I also moved there because I was curious about how, as an African woman, being in an African city might affect my lyrical, musical narratives and impulses. I decided not to go to my home cities of Kigali or Kampala because I didn’t want my experience colored by familiarity. I also thought I might have felt pressured by cultural expectations and obligations. The discovery of Lagos afforded me the privilege, and maybe freedom, of being a foreigner, and with that came a number of opportunities. Basically, I wanted to go somewhere that gave me enough Africanisms to help me feel at home, but enough “foreignness” to keep my perspective totally fresh.
There are also substantial financial resources that the Nigerian government has committed to investing in the cultural sector. That was the first time I’d seen that in an African context. The World Bank came out with a report some years ago about how, in the global recession, creative economies in the developing world were the only place that they saw remarkable growth. The Nigerian film industry alone created about 100,000 jobs in 2011.
Did you have a residency there to start with?
Initially, I was invited to teach a residency at a university about five hours north of Lagos. I used that as a soft landing. After the first month I decided to stay for 15 months. While completing the residency, I found partnerships that gave me the support system necessary to set up there for the additional months. But I had no agenda when I moved. I just wanted to get out of New York, after having been there for a decade. I’d just lost my father, and I wanted to heal my heart. I also just walked away from my label, my management, my agent — all at once. I felt either I’d outgrown them, or we still just hadn’t gotten to this understanding of the larger story I’m trying to tell.

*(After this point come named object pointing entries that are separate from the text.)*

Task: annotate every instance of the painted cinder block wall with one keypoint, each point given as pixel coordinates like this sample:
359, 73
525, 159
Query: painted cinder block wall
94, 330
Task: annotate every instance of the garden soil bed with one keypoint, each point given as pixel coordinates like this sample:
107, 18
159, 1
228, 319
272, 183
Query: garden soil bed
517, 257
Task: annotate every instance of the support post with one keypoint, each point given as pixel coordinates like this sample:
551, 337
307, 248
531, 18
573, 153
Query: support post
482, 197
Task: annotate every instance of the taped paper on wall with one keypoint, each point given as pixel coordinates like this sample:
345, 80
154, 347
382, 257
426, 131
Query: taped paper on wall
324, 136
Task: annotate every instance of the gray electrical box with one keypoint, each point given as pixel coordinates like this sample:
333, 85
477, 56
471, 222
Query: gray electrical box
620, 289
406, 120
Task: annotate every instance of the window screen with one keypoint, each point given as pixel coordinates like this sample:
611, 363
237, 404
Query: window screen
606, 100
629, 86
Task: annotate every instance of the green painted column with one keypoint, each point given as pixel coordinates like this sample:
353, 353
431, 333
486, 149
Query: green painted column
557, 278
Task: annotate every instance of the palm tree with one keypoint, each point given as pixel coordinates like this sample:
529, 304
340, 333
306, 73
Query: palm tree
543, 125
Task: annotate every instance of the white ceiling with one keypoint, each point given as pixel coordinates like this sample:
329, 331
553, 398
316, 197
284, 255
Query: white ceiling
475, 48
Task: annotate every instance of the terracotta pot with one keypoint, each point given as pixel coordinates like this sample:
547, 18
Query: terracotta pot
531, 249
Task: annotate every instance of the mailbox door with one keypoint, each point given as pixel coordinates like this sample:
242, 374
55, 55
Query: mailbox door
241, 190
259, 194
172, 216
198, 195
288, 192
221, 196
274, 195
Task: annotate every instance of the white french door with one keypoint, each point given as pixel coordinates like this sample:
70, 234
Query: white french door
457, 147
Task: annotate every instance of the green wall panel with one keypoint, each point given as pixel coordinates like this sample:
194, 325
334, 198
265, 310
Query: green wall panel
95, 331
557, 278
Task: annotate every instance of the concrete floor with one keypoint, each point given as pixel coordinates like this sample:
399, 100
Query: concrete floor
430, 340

Artistically, I had so much more I wanted to say. As an African woman living in the United States, I have to negotiate my identity as an African and a Westerner, whereas on the continent, I am in a more transnational cultural space. I was curious how my work would shift once I was no longer culling over my cultural heritage through a diasporic lens. It’s a very romantic lens because you’re always sort of celebrating or privileging a longed-for place. Now, when I listen to Fela Kuti in Lagos, for example, I understand and hear it completely differently. That understanding could only have come from here. I loved his music from the perspective of an East African in New York. But now that I’ve experienced where the music is from, I realize there’s so much more that I had not heard or identified in the music before. So I think what I’m most proud of with this record is that there’s a keen sense of place that’s so fundamentally inside of it. I hope when people hear it, they feel as though they’ve traveled with me.